Clickbaiting. Ködern für Klicks. Mittlerweile macht dieses Ködern inflationär in den Medien die Runde, auch im sich als seriös gerierenden Mainstream, auf etlichen Internetplattformen. Sogar lokale und regionale Medien spezialisieren sich im Köder Auslegen für Klicks. Click bedeutet das Anklicken (via Maus) auf Artikel im Internet, bait ist der Köder. Was ist mit Köder gemeint? Einfach ausgedrückt, wird ein Mediennutzer durch ein Medium mit einer „unvollständigen“ Überschrift zu einem Artikel, einem Beitrag „angelockt“. Man spekuliert darauf: Der neugierig gewordene Nutzer will natürlich wissen, was unter/hinter der Überschrift steht, wie die Geschichte weitergeht. Also klickt er auf die Überschrift, den Artikel. Der Medienmacher freut sich sogleich, ein Klick mehr wurde gezählt, alles ist – wie so oft in unserer schönen Marktwirtschaft – nur ein Geschäft.

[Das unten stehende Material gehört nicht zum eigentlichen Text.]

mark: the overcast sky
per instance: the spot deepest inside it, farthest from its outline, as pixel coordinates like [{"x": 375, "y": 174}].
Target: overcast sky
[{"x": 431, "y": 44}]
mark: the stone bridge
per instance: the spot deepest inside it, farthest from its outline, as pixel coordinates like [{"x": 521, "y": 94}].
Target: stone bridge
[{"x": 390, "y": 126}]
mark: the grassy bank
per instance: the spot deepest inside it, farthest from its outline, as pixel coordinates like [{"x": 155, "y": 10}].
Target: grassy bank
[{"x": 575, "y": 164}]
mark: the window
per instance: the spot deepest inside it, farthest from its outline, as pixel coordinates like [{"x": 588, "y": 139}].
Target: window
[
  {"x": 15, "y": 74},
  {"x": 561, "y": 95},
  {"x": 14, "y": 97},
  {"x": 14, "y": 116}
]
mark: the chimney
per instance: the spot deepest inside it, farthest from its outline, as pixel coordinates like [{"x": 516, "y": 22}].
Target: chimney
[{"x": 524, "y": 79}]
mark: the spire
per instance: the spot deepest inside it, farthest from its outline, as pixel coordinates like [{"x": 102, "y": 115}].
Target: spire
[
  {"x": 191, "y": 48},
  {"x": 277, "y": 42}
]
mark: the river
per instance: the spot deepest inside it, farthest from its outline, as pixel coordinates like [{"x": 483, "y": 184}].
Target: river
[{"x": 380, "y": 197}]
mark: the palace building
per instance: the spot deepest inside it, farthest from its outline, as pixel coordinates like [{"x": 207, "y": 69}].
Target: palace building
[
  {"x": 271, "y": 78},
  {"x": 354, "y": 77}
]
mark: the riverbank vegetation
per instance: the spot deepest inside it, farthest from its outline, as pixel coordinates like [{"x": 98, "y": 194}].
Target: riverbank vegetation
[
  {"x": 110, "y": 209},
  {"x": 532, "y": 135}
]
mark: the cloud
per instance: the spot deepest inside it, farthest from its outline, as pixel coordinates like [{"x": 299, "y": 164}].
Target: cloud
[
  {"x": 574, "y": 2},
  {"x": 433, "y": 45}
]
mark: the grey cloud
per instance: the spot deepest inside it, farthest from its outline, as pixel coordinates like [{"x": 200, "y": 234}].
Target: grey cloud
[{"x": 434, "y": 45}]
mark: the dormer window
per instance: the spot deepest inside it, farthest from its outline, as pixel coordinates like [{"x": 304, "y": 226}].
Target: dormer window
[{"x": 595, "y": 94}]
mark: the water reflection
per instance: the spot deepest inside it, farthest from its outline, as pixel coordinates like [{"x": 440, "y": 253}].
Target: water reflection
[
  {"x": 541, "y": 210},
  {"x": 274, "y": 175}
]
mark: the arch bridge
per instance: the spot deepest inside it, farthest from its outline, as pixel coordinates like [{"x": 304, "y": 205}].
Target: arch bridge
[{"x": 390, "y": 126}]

Gut, Drama, Überraschung, Spannung, ein bisschen Kino, ist okay. Die Clickbaiter könnten aber auch mal in die Vergangenheit schauen. Früher galt unter Medienprofis: Die Schlagzeile ist das A und O – was meist bedeutete, dass die erste, die wichtigste Zeile deutlich darauf hinwies, was Sache war. Heute werden vermehrt Schlagzeilen ganz, ganz anders geschrieben, von wegen erste Nachricht, Anfüttern heißt die Devise. Warum? Weil der Leser der ersten Zeile gelockt werden soll, damit dieser „klickt“, um zur eigentlichen Information zu gelangen. Verständnis für diese Praxis könnte man aufbringen, da das Medienmacher-Verhalten damit begründet wird, wegen der Digitalisierung auf Klicks angewiesen zu sein, um wirtschaftlichen Erfolg zu erlangen. Erfolg ist zu wünschen, doch sei erlaubt zu fragen: Wenn Medienmacher mehr Reichweite, mehr Publikum, mehr Umsatz und so mehr Ertrag erzielen wollen, warum tun sie das nicht über gute, direkte Inhalte, Qualität, Aufrichtigkeit?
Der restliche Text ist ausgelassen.